I suppose it’s only fitting that what I intended to be a 500 word exploration of path as metaphor has now become three parts (does reality imitate metaphor, or metaphor imitate reality?). Once you start walking down a path, you realize how many branches it has! The branches that I take might not necessarily be the ones that you would take; there are endless ways in which we can understood and interpreted paths.
And here, as with all metaphors, interpretation is key. If we don’t take the time to think things through and interpret them for ourselves, then somebody else will.
This is the situation that a majority of today’s so-called religious people are in. It takes more time and effort (not to mention education) to arrive at your own conclusions.
Recently, I’ve been reading a book called Beyond Belief, which explores the differences between gospel accounts of Jesus’ life and teachings. There were dozens of gospels (NB: gospel literally means “good news”) in circulation in the centuries following Jesus’ death. For reasons as much political as theological, certain gospels were deemed ‘orthodox’ (lit: straight thinking) while others were branded as heretical.
Relevant for the discussion of path is the fact that John’s gospel wasn’t put on the list of “naughty books.” In it, we find the very famous line ““I am the way, the truth, and the light. No one comes to the Father except through me.” (John 14:6).
This image of Jesus as “The Way” has exerted great influence in Christian thinking. If you want to get to “the Father” then you’d better follow Jesus’ path (NB: father is a metaphor which I’ll explore in later weeks). It seems rather clear and unequivocal here that you really don’t have a choice. It’s not surprising that this is the line of choice for many exclusivist Christians seeking to prove that they have a monopoly on Truth.

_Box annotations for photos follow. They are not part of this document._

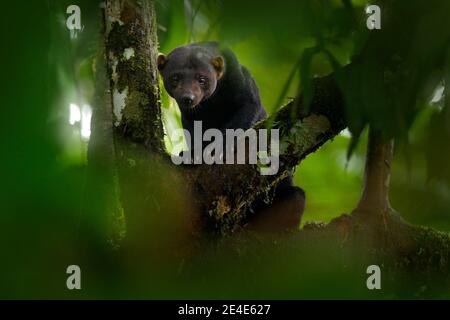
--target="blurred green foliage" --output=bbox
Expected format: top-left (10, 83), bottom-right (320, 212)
top-left (0, 0), bottom-right (450, 298)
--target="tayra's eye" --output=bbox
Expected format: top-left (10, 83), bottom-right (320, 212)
top-left (170, 74), bottom-right (181, 85)
top-left (198, 76), bottom-right (208, 86)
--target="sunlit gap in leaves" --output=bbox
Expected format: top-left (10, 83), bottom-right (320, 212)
top-left (69, 103), bottom-right (92, 140)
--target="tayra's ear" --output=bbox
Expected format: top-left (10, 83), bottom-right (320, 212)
top-left (211, 56), bottom-right (225, 80)
top-left (156, 53), bottom-right (167, 71)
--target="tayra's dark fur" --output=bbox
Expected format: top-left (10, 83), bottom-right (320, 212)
top-left (158, 42), bottom-right (305, 231)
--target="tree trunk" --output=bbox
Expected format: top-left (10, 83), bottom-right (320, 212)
top-left (355, 128), bottom-right (394, 217)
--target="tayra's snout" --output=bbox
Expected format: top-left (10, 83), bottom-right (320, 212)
top-left (181, 94), bottom-right (195, 107)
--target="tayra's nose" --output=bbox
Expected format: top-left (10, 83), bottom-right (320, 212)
top-left (181, 95), bottom-right (194, 107)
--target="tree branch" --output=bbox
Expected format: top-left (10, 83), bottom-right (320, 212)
top-left (184, 75), bottom-right (346, 234)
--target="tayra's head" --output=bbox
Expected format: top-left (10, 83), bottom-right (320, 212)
top-left (157, 45), bottom-right (225, 112)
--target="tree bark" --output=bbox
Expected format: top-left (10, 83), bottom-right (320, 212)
top-left (185, 76), bottom-right (346, 234)
top-left (357, 128), bottom-right (394, 212)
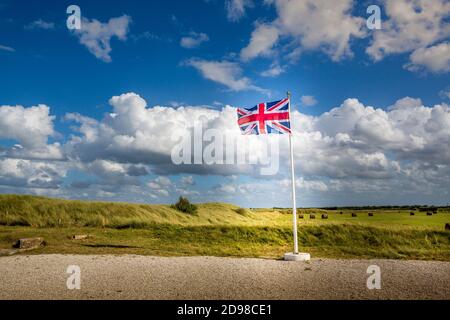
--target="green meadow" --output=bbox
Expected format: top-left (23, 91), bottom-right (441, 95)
top-left (0, 195), bottom-right (450, 261)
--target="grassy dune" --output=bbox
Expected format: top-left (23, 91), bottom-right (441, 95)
top-left (0, 195), bottom-right (450, 261)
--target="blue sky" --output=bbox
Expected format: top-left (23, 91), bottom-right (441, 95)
top-left (0, 0), bottom-right (450, 206)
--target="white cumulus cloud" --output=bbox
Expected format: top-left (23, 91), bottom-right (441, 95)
top-left (74, 15), bottom-right (131, 62)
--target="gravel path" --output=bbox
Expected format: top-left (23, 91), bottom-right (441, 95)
top-left (0, 255), bottom-right (450, 299)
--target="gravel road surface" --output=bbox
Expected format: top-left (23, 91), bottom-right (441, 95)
top-left (0, 255), bottom-right (450, 299)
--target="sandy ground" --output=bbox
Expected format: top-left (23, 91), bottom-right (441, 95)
top-left (0, 255), bottom-right (450, 299)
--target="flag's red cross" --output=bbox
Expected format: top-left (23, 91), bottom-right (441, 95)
top-left (238, 100), bottom-right (289, 134)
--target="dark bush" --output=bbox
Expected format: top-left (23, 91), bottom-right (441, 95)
top-left (171, 197), bottom-right (197, 214)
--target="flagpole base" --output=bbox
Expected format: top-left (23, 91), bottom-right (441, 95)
top-left (284, 252), bottom-right (311, 261)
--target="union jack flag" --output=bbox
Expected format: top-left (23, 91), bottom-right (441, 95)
top-left (237, 99), bottom-right (291, 135)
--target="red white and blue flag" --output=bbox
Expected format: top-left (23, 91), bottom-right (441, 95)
top-left (237, 99), bottom-right (291, 135)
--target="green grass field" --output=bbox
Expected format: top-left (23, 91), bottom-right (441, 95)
top-left (0, 195), bottom-right (450, 261)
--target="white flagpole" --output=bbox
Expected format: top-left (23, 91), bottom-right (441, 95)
top-left (287, 92), bottom-right (298, 254)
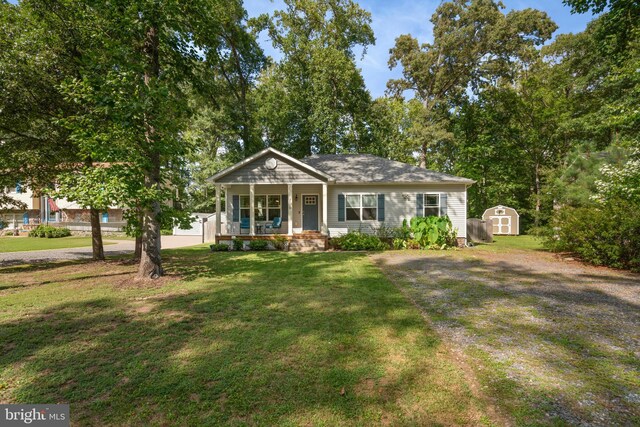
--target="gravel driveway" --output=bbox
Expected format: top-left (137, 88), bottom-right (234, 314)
top-left (0, 236), bottom-right (202, 265)
top-left (373, 248), bottom-right (640, 426)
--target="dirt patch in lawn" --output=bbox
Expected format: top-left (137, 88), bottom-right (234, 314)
top-left (373, 249), bottom-right (640, 425)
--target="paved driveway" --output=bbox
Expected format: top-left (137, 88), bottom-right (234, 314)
top-left (373, 248), bottom-right (640, 426)
top-left (0, 236), bottom-right (202, 265)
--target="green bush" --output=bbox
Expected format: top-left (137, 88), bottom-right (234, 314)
top-left (411, 216), bottom-right (457, 249)
top-left (544, 200), bottom-right (640, 270)
top-left (331, 231), bottom-right (388, 251)
top-left (233, 239), bottom-right (244, 251)
top-left (249, 239), bottom-right (269, 251)
top-left (29, 224), bottom-right (71, 239)
top-left (209, 243), bottom-right (229, 252)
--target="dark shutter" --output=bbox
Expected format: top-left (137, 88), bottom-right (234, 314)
top-left (280, 194), bottom-right (289, 221)
top-left (378, 194), bottom-right (384, 221)
top-left (440, 193), bottom-right (448, 216)
top-left (416, 193), bottom-right (424, 216)
top-left (231, 194), bottom-right (240, 222)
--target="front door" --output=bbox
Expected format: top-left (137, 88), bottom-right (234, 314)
top-left (302, 195), bottom-right (318, 231)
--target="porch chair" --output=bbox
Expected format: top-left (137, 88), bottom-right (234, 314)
top-left (240, 218), bottom-right (251, 234)
top-left (264, 216), bottom-right (282, 233)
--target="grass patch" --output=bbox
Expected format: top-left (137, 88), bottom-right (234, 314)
top-left (0, 247), bottom-right (490, 426)
top-left (0, 236), bottom-right (116, 253)
top-left (474, 235), bottom-right (544, 252)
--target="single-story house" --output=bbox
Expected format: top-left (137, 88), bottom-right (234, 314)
top-left (482, 205), bottom-right (520, 236)
top-left (209, 148), bottom-right (474, 249)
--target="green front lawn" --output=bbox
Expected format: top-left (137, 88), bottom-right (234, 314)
top-left (0, 236), bottom-right (116, 253)
top-left (0, 247), bottom-right (495, 426)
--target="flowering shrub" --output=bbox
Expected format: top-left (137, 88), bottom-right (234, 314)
top-left (29, 224), bottom-right (71, 239)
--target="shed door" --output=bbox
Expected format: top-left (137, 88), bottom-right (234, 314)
top-left (491, 216), bottom-right (511, 234)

For me, I find the exclusivist interpretations in John’s gospel to be off putting. I’m not comfortable with any human being (Christian or otherwise) insisting that there is only one true path that must be walked in a certain way.
I’m even more uncomfortable with the idea that the “way to the Father” requires one to believe certain assertions (ie. Jesus was the son of God). This leads to absurd conclusions: one could lead a life of completely contrary to Jesus’ teachings, and could be “saved” as long as s/he “believes” what they’re” supposed” to.

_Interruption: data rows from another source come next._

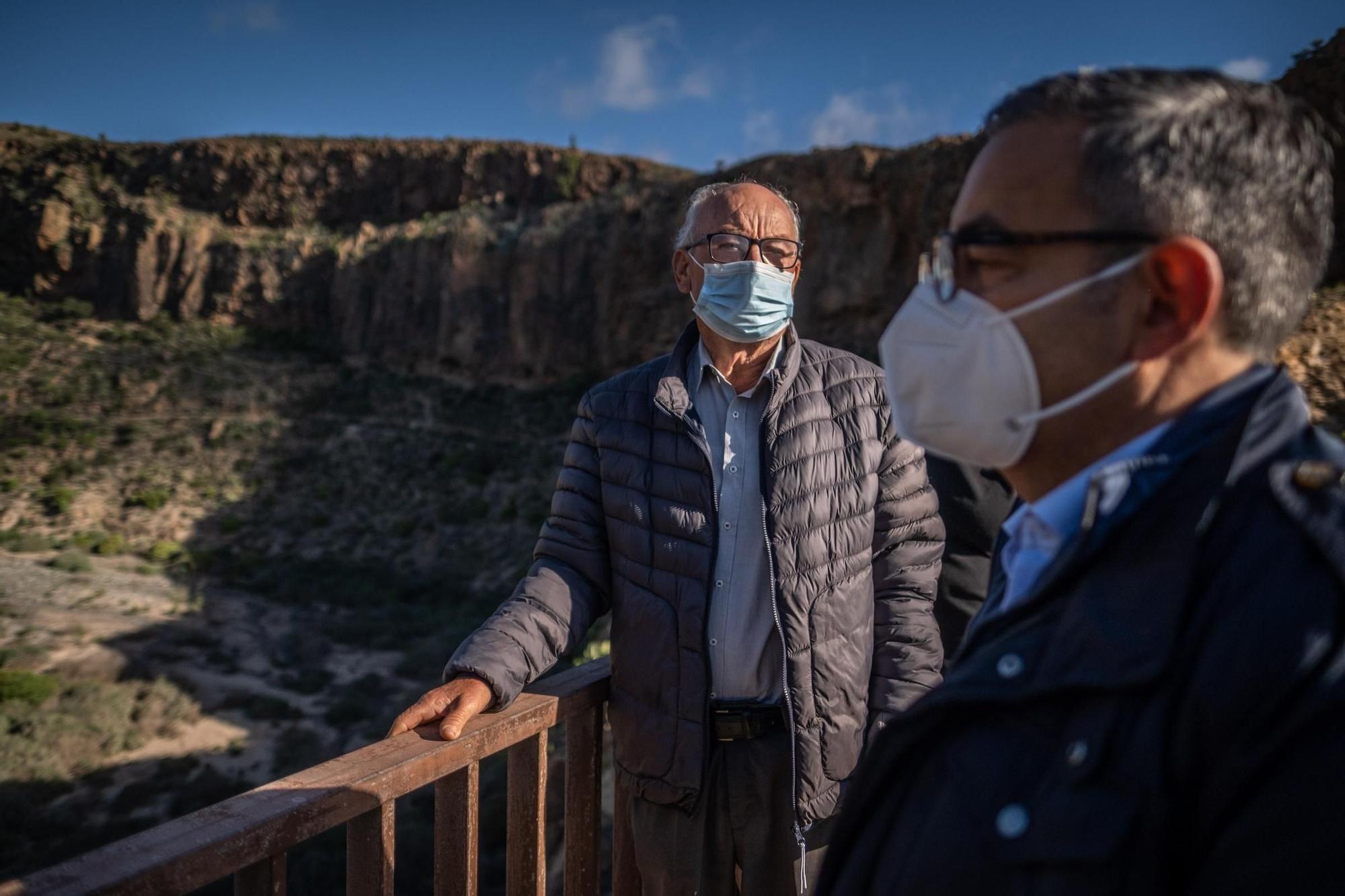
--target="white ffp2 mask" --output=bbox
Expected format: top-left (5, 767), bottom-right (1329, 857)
top-left (878, 253), bottom-right (1143, 470)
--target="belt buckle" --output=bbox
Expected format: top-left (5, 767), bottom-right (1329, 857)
top-left (710, 706), bottom-right (752, 744)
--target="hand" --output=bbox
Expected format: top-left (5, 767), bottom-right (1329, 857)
top-left (386, 676), bottom-right (495, 740)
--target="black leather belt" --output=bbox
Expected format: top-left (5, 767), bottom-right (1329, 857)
top-left (710, 704), bottom-right (784, 740)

We see a very different emphasis in the Gospel of Thomas, a text that circulated with the other gospels, but was eventually banned (see here for more info on the gnostic gospels).
“The Kingdom is inside you, and outside you. When you come to know yourselves, then you will be known, and you will see that it is you who are the children of the living Father. But if you will not know yourselves, you dwell in poverty, and it is you who are that poverty.”
Notice here that Jesus does not categorize human beings into groups who believe and those who don’t. Like the Buddhist notion that all beings have Buddha nature, Jesus indicates that we all partake of the divine nature. He has already come to this realization, and is setting an example so that others may see it as well.
The Way is what leads you to discover what you already are.
Each individual must make his/her own journey to this divine/enlightened reality within themselves. Although there are certain core principles (avoid killing, lying, etc.), there is no one-size-fits-all path.
This is why in the gnostic gospels, Jesus does not offer specific instructions (a point which lead the philosopher Plotinus to exclaim, “they are always saying to us ‘Look to God!’ but they do not tell us where or how to look.”)
The important thing is that the path you’re walking gets you to a place of love and compassion (remember Hafiz’s line about the training wheels we must put on to teach us how “to live with veracity and love”).
If devotion to Jesus gets you there, great. If sitting in silence examining your mind gets you there, great. If being the best parent/spouse/child/friend gets you there, great.
The Buddha likens his teachings to a raft that one must leave behind once on the other shore (something the Jesus in the gnostic gospels would certainly agree with). Similarly, we use a path to get somewhere, but once there, we don’t cling to it and insist that others must follow our lead.
At the end of the day, no matter which path or raft you choose, there is only one destination.
In the Gospel of Philip (another gnostic text), we find the statement that walking the path ultimately makes one “no longer a Christian, but a Christ.” Similarly, we could say that the point of hearing the Buddha’s teachings is not to become a Buddhist, but to become a Buddha.